Yes, I’ve read and heard the redundancy of comments of why aren’t we talking about young men who get killed in gang shootings, or people who are innocent victims of drive-by shootings every day. Some of us do have a say about this, but probably not enough of us to make a difference. Sometimes we are afraid to talk about it at because of our cultural denial that we live in a dangerous society that we have allowed to become more and more violent year after year. Some fear that without carrying a handgun that we will be in grave danger. In some parts of most any city, or town, that fear is probably legitimate. But it is we who allow such conditions to become that dangerous from remaining silent. It is we who don’t demand change from our publically elected officials that they make our culture safer. Some of these officials- if not a majority of them- will argue that this is exactly what they are doing by advancing laws that allow far greater freedom to allow anyone who is not a criminal to carry firearms. That has automatically become the by-line of those who say they are protecting my Second Amendment rights.

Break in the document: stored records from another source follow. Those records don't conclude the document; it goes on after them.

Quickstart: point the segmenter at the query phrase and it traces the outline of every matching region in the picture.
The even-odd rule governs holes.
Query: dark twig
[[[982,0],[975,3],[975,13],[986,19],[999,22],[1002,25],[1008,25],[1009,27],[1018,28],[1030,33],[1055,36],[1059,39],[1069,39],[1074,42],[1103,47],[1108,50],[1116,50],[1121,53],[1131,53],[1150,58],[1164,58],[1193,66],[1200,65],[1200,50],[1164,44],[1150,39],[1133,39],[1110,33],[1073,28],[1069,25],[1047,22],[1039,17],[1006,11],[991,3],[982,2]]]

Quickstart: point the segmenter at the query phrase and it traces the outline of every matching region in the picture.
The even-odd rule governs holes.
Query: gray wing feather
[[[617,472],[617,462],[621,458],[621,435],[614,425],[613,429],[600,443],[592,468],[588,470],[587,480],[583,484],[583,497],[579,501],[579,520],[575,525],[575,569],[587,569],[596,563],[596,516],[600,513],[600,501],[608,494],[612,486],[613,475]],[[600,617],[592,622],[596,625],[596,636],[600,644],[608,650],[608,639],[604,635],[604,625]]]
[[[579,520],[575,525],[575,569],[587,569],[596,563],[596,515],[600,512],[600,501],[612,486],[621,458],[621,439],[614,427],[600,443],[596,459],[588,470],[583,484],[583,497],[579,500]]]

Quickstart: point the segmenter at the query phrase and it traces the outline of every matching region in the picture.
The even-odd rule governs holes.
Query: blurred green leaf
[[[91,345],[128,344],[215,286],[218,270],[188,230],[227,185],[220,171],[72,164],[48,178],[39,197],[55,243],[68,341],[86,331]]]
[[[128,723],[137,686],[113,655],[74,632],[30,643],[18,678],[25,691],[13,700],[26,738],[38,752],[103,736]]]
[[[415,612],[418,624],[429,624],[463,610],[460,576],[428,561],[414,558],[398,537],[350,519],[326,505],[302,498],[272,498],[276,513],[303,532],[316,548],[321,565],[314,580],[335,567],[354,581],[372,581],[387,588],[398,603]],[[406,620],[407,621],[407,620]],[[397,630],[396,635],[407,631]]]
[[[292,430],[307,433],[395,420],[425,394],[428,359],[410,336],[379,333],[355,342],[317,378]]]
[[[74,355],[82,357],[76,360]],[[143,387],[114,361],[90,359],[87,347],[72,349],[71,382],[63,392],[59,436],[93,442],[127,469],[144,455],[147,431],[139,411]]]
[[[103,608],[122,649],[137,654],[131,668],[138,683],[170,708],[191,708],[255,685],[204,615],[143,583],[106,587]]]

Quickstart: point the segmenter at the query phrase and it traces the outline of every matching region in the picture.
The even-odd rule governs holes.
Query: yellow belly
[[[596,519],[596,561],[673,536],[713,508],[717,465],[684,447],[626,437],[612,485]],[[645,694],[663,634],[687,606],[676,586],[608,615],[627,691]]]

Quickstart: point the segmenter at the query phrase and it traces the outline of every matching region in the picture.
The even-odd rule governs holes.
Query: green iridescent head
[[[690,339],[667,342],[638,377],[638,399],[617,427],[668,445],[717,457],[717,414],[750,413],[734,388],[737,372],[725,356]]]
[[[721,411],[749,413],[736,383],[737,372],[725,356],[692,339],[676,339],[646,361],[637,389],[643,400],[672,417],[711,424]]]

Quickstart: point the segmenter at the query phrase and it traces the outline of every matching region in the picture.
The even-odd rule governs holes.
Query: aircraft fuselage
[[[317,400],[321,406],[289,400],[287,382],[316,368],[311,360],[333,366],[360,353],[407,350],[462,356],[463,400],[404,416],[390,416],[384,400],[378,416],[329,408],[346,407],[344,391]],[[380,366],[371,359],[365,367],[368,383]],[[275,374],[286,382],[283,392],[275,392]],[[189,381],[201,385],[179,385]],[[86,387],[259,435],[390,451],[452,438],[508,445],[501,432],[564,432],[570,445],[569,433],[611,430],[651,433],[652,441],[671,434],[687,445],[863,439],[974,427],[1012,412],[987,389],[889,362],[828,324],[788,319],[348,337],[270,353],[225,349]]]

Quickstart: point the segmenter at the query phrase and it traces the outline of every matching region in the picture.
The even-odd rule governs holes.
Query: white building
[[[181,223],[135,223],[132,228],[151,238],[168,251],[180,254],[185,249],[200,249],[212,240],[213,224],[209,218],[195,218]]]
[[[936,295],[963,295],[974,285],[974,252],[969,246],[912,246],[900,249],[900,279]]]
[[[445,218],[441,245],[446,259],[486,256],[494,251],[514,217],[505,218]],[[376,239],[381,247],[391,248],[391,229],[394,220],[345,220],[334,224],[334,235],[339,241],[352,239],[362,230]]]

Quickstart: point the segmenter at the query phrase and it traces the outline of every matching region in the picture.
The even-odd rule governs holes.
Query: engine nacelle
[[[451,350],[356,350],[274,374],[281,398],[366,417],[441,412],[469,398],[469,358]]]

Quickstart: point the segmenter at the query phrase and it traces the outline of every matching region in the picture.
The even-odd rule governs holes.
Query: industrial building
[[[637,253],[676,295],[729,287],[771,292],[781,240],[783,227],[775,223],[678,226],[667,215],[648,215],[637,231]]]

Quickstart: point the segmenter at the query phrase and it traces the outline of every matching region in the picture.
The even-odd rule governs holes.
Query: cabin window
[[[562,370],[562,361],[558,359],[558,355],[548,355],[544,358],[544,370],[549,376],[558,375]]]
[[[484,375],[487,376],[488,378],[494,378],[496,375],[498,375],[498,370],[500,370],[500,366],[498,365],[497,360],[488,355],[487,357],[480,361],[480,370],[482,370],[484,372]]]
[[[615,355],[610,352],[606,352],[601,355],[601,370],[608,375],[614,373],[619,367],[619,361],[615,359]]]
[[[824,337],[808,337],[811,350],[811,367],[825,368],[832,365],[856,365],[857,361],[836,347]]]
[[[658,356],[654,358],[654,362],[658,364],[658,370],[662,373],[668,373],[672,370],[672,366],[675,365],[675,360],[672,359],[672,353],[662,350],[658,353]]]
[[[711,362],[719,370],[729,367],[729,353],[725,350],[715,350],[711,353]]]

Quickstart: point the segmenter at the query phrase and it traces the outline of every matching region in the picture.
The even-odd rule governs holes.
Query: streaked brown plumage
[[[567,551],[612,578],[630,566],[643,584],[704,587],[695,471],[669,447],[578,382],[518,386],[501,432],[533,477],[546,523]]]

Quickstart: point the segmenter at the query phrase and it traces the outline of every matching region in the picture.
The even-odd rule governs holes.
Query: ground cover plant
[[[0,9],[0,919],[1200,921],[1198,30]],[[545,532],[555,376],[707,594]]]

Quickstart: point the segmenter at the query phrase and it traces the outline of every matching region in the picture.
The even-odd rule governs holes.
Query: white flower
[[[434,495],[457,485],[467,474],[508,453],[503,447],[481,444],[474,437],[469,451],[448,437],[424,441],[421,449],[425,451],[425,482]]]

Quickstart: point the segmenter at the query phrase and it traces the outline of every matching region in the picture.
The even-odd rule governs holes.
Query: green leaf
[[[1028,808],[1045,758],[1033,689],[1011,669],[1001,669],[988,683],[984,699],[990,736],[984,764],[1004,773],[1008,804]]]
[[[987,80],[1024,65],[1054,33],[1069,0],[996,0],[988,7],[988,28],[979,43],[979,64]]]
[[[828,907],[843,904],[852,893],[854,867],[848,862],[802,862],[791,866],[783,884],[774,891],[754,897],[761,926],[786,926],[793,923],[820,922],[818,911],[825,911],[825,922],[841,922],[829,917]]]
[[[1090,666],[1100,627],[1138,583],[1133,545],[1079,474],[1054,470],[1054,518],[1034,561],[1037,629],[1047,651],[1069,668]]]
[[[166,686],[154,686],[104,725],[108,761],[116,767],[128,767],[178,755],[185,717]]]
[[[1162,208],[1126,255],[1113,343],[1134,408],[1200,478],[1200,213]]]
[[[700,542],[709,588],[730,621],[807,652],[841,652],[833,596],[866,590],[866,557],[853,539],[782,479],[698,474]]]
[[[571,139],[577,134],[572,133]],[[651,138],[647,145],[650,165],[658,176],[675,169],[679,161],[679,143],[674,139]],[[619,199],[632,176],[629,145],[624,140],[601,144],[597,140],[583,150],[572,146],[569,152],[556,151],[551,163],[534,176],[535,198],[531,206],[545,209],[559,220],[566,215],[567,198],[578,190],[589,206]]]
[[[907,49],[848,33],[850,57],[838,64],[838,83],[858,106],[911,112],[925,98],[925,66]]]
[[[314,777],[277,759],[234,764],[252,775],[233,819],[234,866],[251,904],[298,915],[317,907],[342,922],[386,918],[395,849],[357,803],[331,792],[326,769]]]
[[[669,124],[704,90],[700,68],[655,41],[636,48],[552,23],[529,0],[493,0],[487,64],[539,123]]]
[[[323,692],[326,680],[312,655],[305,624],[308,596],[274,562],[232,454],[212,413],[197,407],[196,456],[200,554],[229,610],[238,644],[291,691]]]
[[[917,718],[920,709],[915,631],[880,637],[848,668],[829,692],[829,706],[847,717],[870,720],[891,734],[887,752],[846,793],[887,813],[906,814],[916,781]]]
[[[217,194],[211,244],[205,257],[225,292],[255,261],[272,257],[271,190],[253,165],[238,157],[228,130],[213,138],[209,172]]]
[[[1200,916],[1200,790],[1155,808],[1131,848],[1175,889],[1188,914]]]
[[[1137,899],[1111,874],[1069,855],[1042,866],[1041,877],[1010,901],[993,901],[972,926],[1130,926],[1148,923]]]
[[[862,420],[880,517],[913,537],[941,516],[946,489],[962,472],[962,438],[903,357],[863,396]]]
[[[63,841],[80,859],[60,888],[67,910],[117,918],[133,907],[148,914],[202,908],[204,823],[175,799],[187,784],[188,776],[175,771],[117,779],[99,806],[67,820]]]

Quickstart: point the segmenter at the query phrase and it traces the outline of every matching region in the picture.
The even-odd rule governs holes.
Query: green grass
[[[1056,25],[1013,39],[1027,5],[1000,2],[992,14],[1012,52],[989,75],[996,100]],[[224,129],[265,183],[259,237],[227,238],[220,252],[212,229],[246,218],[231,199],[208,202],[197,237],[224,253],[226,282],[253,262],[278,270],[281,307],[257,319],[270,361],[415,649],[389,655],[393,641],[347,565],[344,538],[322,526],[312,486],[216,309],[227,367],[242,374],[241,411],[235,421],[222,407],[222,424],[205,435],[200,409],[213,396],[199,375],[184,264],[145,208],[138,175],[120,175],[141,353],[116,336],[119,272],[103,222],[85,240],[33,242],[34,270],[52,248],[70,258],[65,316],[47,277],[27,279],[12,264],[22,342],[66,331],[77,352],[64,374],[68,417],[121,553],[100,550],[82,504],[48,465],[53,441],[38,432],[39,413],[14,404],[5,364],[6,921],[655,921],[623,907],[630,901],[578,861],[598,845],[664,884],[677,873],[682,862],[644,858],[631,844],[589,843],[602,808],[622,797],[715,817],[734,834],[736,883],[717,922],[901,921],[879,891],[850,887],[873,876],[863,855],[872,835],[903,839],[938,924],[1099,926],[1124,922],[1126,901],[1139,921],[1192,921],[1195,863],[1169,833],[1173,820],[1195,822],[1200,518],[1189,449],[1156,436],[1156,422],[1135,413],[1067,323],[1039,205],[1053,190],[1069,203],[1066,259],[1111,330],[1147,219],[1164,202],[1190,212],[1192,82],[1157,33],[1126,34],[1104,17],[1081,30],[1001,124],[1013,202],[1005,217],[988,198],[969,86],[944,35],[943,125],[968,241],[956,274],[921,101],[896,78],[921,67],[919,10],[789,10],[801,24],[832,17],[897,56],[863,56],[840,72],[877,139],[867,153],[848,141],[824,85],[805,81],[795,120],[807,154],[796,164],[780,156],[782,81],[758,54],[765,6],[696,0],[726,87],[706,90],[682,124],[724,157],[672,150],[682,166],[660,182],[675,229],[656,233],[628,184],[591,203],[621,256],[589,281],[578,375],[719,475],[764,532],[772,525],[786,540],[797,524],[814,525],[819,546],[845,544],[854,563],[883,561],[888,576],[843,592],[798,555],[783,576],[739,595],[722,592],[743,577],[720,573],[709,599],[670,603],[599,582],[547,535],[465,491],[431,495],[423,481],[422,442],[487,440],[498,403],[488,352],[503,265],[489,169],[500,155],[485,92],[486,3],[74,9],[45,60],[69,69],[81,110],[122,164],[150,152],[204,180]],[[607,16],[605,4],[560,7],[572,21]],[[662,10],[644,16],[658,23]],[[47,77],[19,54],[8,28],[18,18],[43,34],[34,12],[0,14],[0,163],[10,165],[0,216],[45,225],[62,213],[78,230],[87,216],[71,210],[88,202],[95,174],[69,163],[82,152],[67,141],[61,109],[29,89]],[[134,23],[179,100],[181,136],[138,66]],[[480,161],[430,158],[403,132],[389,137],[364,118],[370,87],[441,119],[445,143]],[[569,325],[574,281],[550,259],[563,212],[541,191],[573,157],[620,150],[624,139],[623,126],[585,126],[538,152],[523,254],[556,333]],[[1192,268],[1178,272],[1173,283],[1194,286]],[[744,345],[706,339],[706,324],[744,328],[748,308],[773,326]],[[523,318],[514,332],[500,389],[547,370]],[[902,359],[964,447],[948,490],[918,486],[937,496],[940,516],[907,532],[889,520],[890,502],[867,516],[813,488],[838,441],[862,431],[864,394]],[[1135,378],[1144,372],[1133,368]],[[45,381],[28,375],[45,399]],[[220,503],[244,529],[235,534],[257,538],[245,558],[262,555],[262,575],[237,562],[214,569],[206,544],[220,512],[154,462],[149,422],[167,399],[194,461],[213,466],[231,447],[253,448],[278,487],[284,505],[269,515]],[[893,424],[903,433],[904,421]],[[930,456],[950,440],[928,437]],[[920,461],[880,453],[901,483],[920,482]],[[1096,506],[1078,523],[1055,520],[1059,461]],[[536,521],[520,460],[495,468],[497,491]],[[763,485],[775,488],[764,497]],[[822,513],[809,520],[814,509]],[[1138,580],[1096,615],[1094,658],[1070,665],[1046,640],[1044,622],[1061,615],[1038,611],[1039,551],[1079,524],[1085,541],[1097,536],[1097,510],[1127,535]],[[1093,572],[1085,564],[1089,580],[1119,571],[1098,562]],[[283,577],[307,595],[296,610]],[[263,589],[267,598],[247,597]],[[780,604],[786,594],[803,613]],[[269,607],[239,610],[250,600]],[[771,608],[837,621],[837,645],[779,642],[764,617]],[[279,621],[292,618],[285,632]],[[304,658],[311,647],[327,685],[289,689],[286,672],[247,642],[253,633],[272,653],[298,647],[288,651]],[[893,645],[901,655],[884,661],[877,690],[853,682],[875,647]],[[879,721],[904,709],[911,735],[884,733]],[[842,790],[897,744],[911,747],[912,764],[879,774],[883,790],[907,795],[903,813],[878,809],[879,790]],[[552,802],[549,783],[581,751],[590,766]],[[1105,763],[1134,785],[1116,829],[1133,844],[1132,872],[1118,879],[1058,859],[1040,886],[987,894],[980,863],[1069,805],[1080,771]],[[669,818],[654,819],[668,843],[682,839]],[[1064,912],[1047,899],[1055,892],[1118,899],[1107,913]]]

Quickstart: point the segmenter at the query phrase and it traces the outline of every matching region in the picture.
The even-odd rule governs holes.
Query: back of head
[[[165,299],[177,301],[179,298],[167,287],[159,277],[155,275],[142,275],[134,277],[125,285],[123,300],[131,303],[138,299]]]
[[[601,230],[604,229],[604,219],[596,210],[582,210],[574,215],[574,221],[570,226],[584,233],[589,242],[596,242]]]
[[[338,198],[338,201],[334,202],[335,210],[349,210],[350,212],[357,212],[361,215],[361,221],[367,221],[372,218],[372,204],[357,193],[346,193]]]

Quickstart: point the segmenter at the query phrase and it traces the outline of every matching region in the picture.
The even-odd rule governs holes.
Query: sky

I am doubtful of this claim as I read that amendment, though this is not my point. My point is about the violence that is being done every hour of every day in our society. The old cliché that “people kill people, not guns,” rings hollow against the abuses within our society. It has always been a poor argument at best. The connecting dots of the abused who have become abusers, of the sexually abused who have become addicted to sex is well documented by vast amounts of research; brain science and therapeutic tracking. This is not a new phenomenon. Are we not to rightfully expect a violent culture when we perpetuate it in such radical fashion? When we continue to allow violence as a weapon of abuse?

Trayvon Martin is the unfortunate victim of a gun tragedy. George Zimmnerman is a victim, also. He probably would not have responded with violence if he had not felt fearful. I live in a neighborhood where we have a neighborhood watch. It is not the first such neighborhood that I have lived in. I feel safe, though we have had a share of robberies, some domestic violence, and even a violent crime or two. It is not wrong to be watchful. Nor is it wrong to use the prompt response time of the police and to take down factual information of a crime being committed. The response time in Florida was rapid. Trayvon Martin would have surely been found inside a gated community. Whether his death was an act of vigilantism, or self-defense will be for courts to decide. More is the pity that it all came to this with a needless death. Two lives are ruined one way or the other. One is lost forever.

Will we remain silently watching and grow more fearful and eventually feel we need a gun? Will we sit back and let more laws be passed that cause more violence in a violent culture? It is in our ancestry as a nation to do so. It seems part of our gene pool as Americans. But must it remain this way? Will we sit still and allow sexual, physical, emotional, and spiritual violence to be acted upon others? Abuse of all of these forms is all around us.

The jury is out on these questions. It is out on us.